Sabırlı olmak isteyerek derin bir nefes aldı Hamza, ama alnında bir damar vardı ki her öfkelendiğinde kaşından başlar saçlarının dibine doğru uzanırdı. Yine çıktı ortalığa, sakin duran yüzüne bir tutam öfke serpti.

"Bana laf ebeliği yapma. İpin ucundasın, kimse kurtaramaz seni."

"Hasret'siz-"

Daha lafını bitiremeden Hamza'nın eli boğazına sarıldı, başı tahtalara doğru daha bir bastırıldı oğlanın, nefesleri kesilmeye durunca topuklarını sürttü toprağa doğru can çekişir gibi, "Karımın adını ağzına almayacaksın Mustafa, seni dinlene dinlene öldürürüm. Her anını yaşarsın!"

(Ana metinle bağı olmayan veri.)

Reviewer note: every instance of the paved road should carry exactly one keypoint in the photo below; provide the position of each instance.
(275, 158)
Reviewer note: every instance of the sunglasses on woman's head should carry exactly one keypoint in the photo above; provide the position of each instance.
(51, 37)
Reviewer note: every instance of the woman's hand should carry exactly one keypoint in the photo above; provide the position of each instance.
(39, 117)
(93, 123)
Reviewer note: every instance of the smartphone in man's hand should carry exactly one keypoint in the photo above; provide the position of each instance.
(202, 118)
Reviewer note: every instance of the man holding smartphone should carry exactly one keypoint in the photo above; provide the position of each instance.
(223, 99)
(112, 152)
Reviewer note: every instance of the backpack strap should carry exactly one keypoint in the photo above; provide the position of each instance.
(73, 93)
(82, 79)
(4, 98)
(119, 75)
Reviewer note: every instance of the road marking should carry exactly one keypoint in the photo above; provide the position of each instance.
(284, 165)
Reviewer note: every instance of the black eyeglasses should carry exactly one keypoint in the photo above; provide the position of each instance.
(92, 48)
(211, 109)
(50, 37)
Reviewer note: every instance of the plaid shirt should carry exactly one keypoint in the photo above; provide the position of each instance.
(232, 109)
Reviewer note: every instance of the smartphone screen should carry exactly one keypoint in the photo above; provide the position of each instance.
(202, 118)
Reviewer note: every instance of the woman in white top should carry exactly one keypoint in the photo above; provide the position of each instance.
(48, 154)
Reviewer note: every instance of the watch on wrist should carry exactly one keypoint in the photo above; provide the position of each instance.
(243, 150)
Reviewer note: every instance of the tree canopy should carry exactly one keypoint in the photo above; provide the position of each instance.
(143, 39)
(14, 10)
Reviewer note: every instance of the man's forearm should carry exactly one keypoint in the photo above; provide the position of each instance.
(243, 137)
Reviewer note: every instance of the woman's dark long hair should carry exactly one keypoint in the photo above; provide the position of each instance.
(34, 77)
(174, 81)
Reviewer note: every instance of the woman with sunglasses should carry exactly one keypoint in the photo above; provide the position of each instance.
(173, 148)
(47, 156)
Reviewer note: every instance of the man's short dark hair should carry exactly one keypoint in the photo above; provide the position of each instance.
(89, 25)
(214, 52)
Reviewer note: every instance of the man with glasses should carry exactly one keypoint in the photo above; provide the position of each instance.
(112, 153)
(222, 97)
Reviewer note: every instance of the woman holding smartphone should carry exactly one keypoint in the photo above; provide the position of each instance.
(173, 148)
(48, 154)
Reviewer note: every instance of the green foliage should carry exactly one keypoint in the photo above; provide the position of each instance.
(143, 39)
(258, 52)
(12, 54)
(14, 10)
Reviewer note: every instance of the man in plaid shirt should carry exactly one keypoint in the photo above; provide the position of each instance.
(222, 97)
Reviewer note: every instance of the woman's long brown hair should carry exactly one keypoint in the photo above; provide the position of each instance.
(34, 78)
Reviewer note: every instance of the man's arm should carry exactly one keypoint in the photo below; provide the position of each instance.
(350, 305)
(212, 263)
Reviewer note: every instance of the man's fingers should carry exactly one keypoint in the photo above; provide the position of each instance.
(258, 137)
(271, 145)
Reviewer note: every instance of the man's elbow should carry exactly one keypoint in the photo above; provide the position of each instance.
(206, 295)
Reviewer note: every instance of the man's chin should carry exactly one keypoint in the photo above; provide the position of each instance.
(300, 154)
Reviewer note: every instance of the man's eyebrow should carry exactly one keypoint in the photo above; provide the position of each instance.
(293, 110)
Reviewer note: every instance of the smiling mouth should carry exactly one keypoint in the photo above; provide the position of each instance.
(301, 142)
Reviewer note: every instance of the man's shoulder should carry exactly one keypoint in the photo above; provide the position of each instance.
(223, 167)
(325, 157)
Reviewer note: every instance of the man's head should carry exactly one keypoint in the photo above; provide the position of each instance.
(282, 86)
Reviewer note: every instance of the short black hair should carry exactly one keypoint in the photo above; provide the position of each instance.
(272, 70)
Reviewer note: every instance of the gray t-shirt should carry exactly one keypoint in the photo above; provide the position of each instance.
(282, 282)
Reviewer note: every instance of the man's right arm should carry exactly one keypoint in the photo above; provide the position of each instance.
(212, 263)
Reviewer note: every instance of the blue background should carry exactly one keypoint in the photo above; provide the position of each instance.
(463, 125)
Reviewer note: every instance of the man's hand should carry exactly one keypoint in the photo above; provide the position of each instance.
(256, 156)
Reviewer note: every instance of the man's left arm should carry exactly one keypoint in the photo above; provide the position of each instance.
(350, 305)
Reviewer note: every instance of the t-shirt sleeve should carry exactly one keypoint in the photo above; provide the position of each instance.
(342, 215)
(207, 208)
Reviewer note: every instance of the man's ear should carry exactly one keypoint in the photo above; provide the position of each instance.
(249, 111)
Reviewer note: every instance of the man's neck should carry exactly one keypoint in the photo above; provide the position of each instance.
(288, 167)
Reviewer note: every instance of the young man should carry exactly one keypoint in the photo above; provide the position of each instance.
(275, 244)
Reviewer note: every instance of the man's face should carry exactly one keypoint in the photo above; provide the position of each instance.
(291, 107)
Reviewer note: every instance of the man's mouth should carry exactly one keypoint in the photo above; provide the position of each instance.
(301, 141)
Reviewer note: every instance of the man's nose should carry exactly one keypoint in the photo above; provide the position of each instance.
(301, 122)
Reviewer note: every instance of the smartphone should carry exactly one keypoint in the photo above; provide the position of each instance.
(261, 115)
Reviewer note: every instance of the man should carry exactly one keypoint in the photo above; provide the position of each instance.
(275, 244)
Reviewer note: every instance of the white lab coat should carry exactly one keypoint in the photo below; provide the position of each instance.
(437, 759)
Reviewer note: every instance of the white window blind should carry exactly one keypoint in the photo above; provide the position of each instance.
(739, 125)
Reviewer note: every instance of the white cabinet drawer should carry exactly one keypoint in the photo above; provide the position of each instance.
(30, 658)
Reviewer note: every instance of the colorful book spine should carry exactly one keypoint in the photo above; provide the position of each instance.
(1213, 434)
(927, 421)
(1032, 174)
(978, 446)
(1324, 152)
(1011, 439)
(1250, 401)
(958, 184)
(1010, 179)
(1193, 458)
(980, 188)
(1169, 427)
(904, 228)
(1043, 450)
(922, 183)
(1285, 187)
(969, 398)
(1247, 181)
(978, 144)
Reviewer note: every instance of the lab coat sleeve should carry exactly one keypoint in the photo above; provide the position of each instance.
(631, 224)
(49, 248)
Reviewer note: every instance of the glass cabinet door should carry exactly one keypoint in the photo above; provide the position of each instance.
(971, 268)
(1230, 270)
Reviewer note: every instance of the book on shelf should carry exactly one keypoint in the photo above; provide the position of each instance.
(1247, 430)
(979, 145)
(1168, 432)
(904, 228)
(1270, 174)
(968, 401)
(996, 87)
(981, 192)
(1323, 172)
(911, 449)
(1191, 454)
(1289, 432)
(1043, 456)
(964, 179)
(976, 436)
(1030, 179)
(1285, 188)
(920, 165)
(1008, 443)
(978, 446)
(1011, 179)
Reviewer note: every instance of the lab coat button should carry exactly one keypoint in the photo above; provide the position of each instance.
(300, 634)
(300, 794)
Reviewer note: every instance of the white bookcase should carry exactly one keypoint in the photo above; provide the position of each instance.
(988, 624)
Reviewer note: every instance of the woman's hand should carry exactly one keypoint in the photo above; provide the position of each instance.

"Ta-tamam.." zorla, nefesi sıkışa sıkışa konuştu Mustafa, yüzü morarmaya başlamıştı,"Anlatacağım, tamam.."

Hızlıca oğlanın boynunu bıraktı Hamza, iki yakasından tutup daha dik oturmasını sağladı, "Anlat."

"Seni buradan kurtarırım dedi." dedi Mustafa nefes nefese, birbirine bağlı elleriyle boğazını ovuyordu, "Ama çıkınca her bir şeyi anlatacaksın herkese dedi, Hamza'yı öldürmene yardım edeceğim dedi."

Hamza kaşlarını çattı, "Ee.." dedi keskin gözlerini oğlanın üzerinden ayırmadan. Bir yandan da aklında Şerife dolaşıp duruyordu.

"Hamza bitsin gitsin, sonra ne olursa olsun dedi. Çok para sayacakmış elime."

Güldü Hamza, "Murat'ın ne işine yarayacakmış bu? Onu da dedi mi?"

Mustafa bocaladı biraz, "Eh, düşmansınız siz?"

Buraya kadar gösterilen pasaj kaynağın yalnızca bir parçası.